SEMLA Hands-On Coding Tasks

The objective is to implement a metamorphic testing solution for detecting potential issues of Deep Neural Networks (DNNs) applied in computer vision. To enable the automation of large-scale test cases generation, it should leverage multiple image transformations to build large number of metamorphic transformations and their following-up tests, with aim of finding DNN’s erroneous behaviors. In fact, the defined metamorphic transformation need to be designed to preserve both of transformed and genuine input semantically equivalent. Thus, we should respect some conservative rules and sanitize the validity of each mutated input data before checking the following-up test. As an indicator of the amount of logic explored by testing inputs, we use neuronal coverage criteria that, conceptually, estimate the coverage of neurons' activations states. Therefore, we should store each valid mutant created that was capable to spawn a failed test.

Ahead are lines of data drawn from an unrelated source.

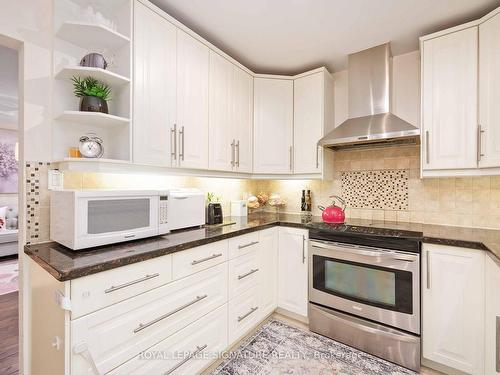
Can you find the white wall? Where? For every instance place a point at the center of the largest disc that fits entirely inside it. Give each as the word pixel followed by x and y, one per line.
pixel 27 25
pixel 405 100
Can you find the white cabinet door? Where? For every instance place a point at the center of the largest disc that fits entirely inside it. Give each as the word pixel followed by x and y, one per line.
pixel 453 307
pixel 273 126
pixel 489 92
pixel 221 139
pixel 292 270
pixel 154 87
pixel 308 122
pixel 449 89
pixel 492 318
pixel 268 270
pixel 242 119
pixel 192 102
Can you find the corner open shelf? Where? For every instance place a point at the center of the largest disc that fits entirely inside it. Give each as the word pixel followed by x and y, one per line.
pixel 93 118
pixel 102 75
pixel 87 35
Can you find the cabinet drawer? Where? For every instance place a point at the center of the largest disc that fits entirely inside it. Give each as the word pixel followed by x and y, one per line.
pixel 93 292
pixel 120 332
pixel 243 273
pixel 243 244
pixel 185 263
pixel 189 351
pixel 243 314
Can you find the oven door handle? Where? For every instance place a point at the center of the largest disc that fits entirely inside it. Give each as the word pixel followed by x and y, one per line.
pixel 360 251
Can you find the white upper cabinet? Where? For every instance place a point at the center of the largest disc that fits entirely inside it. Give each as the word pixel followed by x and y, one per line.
pixel 313 117
pixel 453 307
pixel 231 110
pixel 449 101
pixel 242 121
pixel 221 140
pixel 192 101
pixel 273 126
pixel 489 92
pixel 154 87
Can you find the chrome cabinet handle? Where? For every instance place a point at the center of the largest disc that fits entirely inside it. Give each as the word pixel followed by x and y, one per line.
pixel 428 270
pixel 160 318
pixel 427 148
pixel 173 138
pixel 238 153
pixel 190 356
pixel 247 274
pixel 142 279
pixel 317 156
pixel 303 249
pixel 181 137
pixel 497 351
pixel 252 310
pixel 232 153
pixel 195 262
pixel 248 244
pixel 480 132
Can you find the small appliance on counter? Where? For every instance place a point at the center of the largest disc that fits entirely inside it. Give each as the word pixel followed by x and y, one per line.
pixel 80 219
pixel 214 214
pixel 333 214
pixel 239 208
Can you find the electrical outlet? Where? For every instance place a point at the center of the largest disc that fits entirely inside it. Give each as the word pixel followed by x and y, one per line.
pixel 55 180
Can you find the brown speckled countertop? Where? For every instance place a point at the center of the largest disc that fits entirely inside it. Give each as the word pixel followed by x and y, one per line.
pixel 65 264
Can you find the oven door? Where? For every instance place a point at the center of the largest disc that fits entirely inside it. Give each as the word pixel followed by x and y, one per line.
pixel 373 283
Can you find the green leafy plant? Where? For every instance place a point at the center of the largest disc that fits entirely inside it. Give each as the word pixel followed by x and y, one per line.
pixel 90 86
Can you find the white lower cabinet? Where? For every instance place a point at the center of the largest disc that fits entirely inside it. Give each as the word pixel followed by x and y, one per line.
pixel 121 331
pixel 292 270
pixel 243 314
pixel 268 271
pixel 453 307
pixel 189 351
pixel 492 318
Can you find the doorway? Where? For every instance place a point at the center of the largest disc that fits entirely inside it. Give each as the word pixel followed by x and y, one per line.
pixel 10 170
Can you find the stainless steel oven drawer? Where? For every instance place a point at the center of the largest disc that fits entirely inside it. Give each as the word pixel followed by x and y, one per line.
pixel 381 341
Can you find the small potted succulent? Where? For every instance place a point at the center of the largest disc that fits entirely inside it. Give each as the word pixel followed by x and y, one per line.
pixel 93 94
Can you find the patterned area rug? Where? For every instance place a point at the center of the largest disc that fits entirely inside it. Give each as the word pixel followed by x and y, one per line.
pixel 9 275
pixel 278 348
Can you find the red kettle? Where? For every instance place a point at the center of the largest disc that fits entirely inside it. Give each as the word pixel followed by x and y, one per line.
pixel 333 214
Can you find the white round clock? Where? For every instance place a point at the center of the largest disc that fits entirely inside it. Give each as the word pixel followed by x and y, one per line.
pixel 91 146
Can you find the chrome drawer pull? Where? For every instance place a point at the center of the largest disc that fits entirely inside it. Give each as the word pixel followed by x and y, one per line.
pixel 252 310
pixel 193 354
pixel 247 274
pixel 195 262
pixel 248 244
pixel 118 287
pixel 146 325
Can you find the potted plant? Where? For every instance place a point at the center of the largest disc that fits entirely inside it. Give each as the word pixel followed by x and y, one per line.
pixel 93 94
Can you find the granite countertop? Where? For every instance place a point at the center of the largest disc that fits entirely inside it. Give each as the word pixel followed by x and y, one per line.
pixel 65 264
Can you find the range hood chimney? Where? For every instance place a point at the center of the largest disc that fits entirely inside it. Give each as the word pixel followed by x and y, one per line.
pixel 370 121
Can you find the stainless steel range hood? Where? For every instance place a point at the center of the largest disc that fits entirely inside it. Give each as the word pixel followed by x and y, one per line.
pixel 370 121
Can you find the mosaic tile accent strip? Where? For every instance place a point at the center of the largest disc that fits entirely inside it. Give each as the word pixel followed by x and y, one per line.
pixel 278 348
pixel 385 189
pixel 37 202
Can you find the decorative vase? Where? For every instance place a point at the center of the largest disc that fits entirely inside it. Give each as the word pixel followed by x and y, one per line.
pixel 94 60
pixel 93 104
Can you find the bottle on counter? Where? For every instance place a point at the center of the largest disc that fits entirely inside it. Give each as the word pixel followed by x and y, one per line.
pixel 308 201
pixel 303 201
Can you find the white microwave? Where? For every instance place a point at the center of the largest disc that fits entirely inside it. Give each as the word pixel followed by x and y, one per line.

Notice: No prior knowledge on image processing and Tensorflow (TF) development is required. All the code related to the TF models and image processing is given and your coding tasks focus on metamorphic testing and coverage evaluation.

Metamorphic Transformation

The component transformer contains different mutations from two categories of image-based transformations:

  1. Pixel value transformations: change image contrast, image brightness, image blur, image sharpness and random perturbations within a valid range.

  2. Affine transformations: image translation, image scaling, image shearing and image rotation.

The first task is to implement transformer.apply_random_transformation that applies a metamorphic transformation on the input, assembling the provided image-based transformations to guarantee the diversity of generated inputs. It applies sequentially the pixel-value transformations with respect to the given valid range in metadata, i.e. high and low bounds for each transformation’s parameter. Then, it computes the structural similarity between the transformed image and its original version (use skimage.measure.compare_ssim). Indeed, we adopt a conservative strategy that reject the mutated images, if its computed similarity w.r.t original input is higher than a pre-fixed threshold in order to reduce this risk of meaningless inputs. Last, it selects a single affine transformation for each generated input because applying multiple affine transformations at once could enhance the chances of generating meaningless images.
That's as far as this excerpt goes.